Technology in seminary: Is it enhancing or distracting the experience?
“There can be so much available that they can easily lose focus and wander aimlessly during scripture study,” Olsen said. “For many it’s just too much to have ‘Angry Birds,’ text messaging and the scriptures available during class. Not knowing what your students are looking at or doing during class can also be a distraction for a teacher.”
Slaughter agreed. It’s too easy for students to swipe to Facebook or Twitter, he said.
“Most kids are good about it, but there are always three or four in each class that are trying to get away with it. You want to trust kids to use electronics in class because there are great advantages to it, but I haven’t gotten to that point yet,” Slaughter said. “I’ve invited them to put it away. The reality is it requires self-discipline, just like everything else.”
Casperson requires students using a mobile device to place it flat on the desk, like a paper copy, so it is treated more like a book.
“This allows me to see exactly what’s on their screen,” Casperson said.
A priesthood leader in Colorado Springs handled it this way:
“In the Colorado Springs East Stake, electronic scriptures are not allowed in seminary,” Webb said. “That’s the stake president’s policy. That doesn’t mean we don’t have students who still try to use them.”
Morgan Allred, a junior at Syracuse High, has relished her seminary experience but has strong feelings about using traditional scriptures.
“I’m not too fond of scriptures on our phones; it’s too much of a distraction,” she said. “I prefer my print scriptures.”
Zack Willard, a junior at Clearfield High, said he also prefers “old school” scriptures.
“Honestly, it’s another temptation to not pay attention. You need a hard copy of the scriptures until you can learn to be mature,” he said. “I’m going to have my kids use a hard copy.”
Keeping traditional methods
All the teachers agreed that “old school” methods still work.
“There is nothing more powerful than the word of God,” Webb said. “Any technology should be used for the purpose of helping students feel the power of the word.
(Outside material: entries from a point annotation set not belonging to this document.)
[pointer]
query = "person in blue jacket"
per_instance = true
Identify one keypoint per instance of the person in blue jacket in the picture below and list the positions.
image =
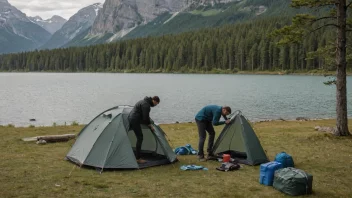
(205, 119)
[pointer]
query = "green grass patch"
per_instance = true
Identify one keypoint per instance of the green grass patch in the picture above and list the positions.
(30, 170)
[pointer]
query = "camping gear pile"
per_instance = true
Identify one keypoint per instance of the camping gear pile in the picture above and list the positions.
(282, 175)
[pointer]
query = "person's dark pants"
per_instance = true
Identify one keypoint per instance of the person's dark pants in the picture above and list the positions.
(136, 127)
(203, 127)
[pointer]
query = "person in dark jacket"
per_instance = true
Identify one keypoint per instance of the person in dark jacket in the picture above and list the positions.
(140, 115)
(205, 119)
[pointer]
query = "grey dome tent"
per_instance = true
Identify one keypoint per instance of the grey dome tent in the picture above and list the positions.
(240, 141)
(107, 143)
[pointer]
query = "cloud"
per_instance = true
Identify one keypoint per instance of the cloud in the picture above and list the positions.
(48, 8)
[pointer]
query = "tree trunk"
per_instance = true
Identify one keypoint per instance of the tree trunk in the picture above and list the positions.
(341, 93)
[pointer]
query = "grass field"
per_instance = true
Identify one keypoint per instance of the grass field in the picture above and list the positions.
(31, 170)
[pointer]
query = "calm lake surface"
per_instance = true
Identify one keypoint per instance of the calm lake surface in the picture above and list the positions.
(60, 97)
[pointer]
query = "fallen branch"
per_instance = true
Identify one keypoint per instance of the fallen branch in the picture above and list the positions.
(51, 138)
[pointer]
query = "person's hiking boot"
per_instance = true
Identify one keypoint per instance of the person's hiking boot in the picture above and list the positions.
(141, 161)
(201, 158)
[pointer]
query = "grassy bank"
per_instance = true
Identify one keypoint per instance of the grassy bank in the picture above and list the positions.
(30, 170)
(214, 71)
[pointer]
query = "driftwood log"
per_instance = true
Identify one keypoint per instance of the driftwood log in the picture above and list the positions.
(51, 138)
(331, 130)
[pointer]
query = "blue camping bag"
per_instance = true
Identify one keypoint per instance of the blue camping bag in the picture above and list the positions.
(285, 159)
(267, 172)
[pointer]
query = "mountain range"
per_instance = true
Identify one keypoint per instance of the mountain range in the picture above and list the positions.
(124, 19)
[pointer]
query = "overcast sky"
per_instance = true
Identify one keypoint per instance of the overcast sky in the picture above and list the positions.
(47, 8)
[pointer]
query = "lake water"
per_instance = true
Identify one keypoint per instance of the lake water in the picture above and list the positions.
(60, 97)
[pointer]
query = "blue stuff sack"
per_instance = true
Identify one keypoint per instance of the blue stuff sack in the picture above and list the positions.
(285, 159)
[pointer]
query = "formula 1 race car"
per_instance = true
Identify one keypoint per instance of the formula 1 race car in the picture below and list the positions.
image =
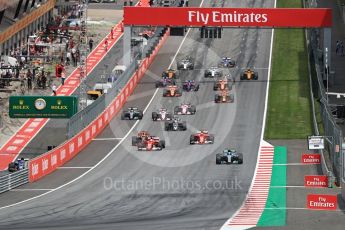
(185, 109)
(249, 74)
(190, 85)
(172, 91)
(213, 72)
(226, 62)
(140, 137)
(175, 125)
(224, 97)
(170, 73)
(222, 84)
(186, 63)
(202, 137)
(165, 82)
(229, 156)
(132, 113)
(152, 143)
(162, 115)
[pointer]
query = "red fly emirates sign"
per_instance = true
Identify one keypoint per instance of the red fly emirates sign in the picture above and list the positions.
(315, 181)
(322, 202)
(243, 17)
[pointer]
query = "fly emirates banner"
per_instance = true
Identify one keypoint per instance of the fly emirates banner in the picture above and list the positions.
(227, 17)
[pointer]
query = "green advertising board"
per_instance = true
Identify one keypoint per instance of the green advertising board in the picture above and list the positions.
(43, 106)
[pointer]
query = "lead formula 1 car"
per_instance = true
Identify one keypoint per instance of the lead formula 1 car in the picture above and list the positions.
(229, 156)
(202, 137)
(172, 91)
(132, 113)
(213, 72)
(224, 97)
(222, 84)
(226, 62)
(185, 109)
(186, 63)
(249, 74)
(165, 82)
(162, 115)
(190, 85)
(176, 125)
(170, 73)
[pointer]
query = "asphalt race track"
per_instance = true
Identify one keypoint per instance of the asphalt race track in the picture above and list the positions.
(180, 187)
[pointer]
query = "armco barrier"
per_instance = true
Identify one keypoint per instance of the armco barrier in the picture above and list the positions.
(48, 162)
(13, 180)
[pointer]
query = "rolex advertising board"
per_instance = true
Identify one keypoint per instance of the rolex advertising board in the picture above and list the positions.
(43, 106)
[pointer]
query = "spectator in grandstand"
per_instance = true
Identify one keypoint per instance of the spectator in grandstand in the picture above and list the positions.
(54, 88)
(106, 44)
(21, 163)
(91, 44)
(44, 81)
(63, 77)
(112, 32)
(29, 81)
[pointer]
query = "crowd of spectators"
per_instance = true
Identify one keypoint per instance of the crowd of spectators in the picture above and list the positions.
(45, 55)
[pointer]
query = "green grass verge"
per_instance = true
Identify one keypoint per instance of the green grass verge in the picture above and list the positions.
(289, 110)
(275, 209)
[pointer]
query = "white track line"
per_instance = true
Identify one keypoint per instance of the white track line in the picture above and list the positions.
(111, 151)
(108, 139)
(76, 167)
(30, 189)
(289, 186)
(226, 226)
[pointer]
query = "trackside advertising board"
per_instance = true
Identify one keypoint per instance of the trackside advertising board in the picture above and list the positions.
(311, 158)
(43, 106)
(316, 181)
(228, 17)
(322, 202)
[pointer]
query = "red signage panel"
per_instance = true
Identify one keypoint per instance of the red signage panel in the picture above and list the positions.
(311, 158)
(322, 202)
(244, 17)
(315, 181)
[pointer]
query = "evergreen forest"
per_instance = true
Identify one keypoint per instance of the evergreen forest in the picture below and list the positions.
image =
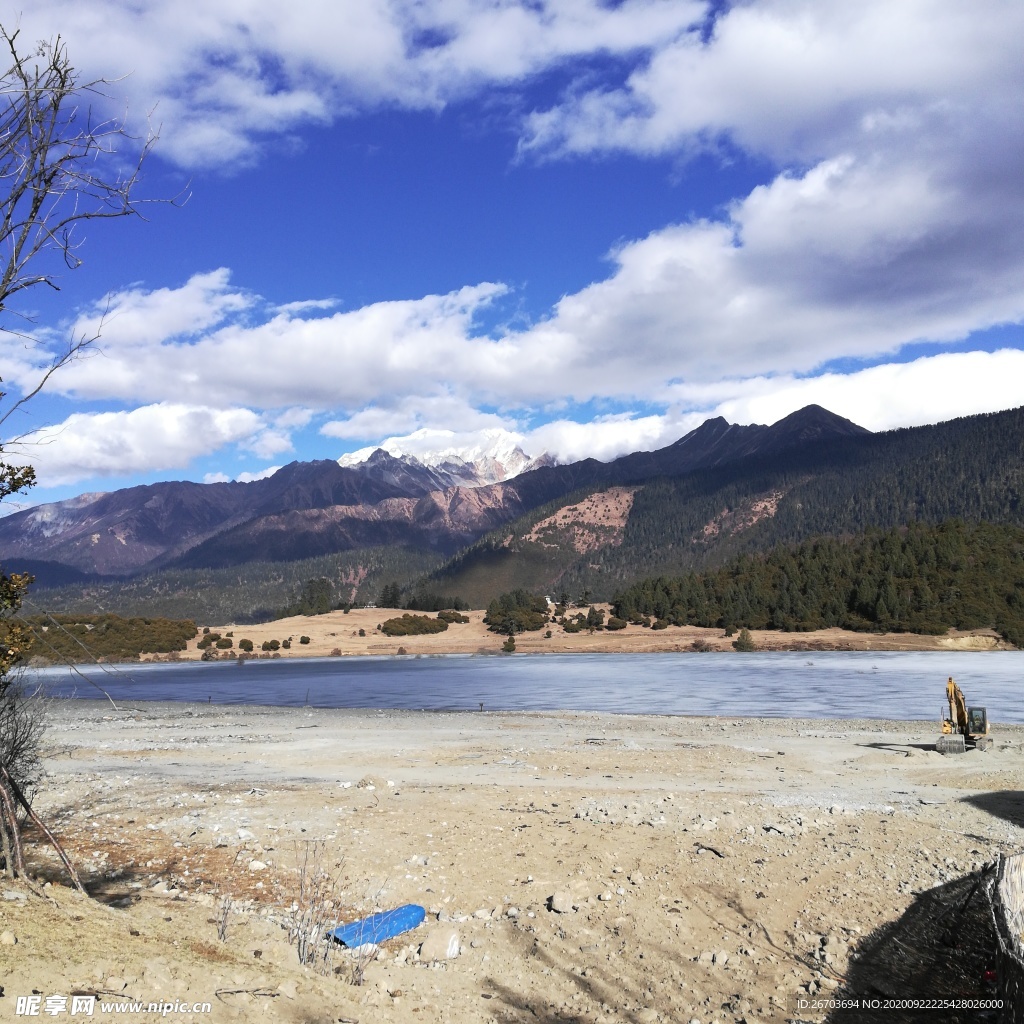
(918, 579)
(76, 639)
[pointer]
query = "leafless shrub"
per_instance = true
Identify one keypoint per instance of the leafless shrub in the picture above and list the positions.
(314, 911)
(223, 914)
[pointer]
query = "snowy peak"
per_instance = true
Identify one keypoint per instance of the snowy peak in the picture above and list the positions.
(468, 460)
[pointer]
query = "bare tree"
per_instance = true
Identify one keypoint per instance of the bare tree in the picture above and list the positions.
(59, 167)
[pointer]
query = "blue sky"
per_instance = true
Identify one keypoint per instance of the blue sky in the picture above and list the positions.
(591, 223)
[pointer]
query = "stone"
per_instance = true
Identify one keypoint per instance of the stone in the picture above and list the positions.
(440, 943)
(561, 901)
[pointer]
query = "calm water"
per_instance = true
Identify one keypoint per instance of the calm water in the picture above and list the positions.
(834, 684)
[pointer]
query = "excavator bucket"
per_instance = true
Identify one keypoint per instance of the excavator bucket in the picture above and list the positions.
(951, 744)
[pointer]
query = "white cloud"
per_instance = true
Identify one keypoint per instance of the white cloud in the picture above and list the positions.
(140, 440)
(798, 80)
(406, 414)
(224, 77)
(883, 397)
(893, 394)
(607, 437)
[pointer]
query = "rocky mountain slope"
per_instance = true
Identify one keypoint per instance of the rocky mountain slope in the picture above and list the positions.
(308, 509)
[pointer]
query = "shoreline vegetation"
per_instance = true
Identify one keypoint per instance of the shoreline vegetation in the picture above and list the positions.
(359, 632)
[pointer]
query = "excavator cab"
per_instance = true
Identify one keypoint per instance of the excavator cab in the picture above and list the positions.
(964, 727)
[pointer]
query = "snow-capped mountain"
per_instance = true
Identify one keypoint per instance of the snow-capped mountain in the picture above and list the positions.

Open the scriptures, read them, discuss them, testify of them and invite to act — that works whether I have a PowerPoint to assist me or a video to emphasize a principle.”
Asking the students to write their thoughts, feelings and impressions in a journal is another traditional method that doesn’t involve technology.
“We invite them to ponder and write because the Holy Ghost is a better teacher than any of us,” Slaughter said.
Helping the students understand their role and the role of the Holy Ghost in the learning process also makes a difference, Olsen said.
“I try to commit my students to making this hour in seminary an hour where they can find God through reverence, meditation and the whisperings of the still small voice,” Olsen said. “This can only be done by eliminating as many distractions as we possibly can.”
Brian Mickelson, another teacher at the Bear River Seminary, emphasized the social interaction.
“Electronics often distance us from other humans, and a traditional classroom setting offers opportunities to maintain human relationships and interaction,” Mickelson said. “Yahoo recently instructed employees to come into the office to increase collaboration and synergy. When it comes to the gospel, collaboration and synergy are so important. Face-to-face communication enhances that.”
When asked to speculate on future trends involving technology in seminary, Shepherd chuckled. He said seminaries and institutes would continue to teach the scriptures sequentially, helping students to understand the content and context as well as doctrines and principles.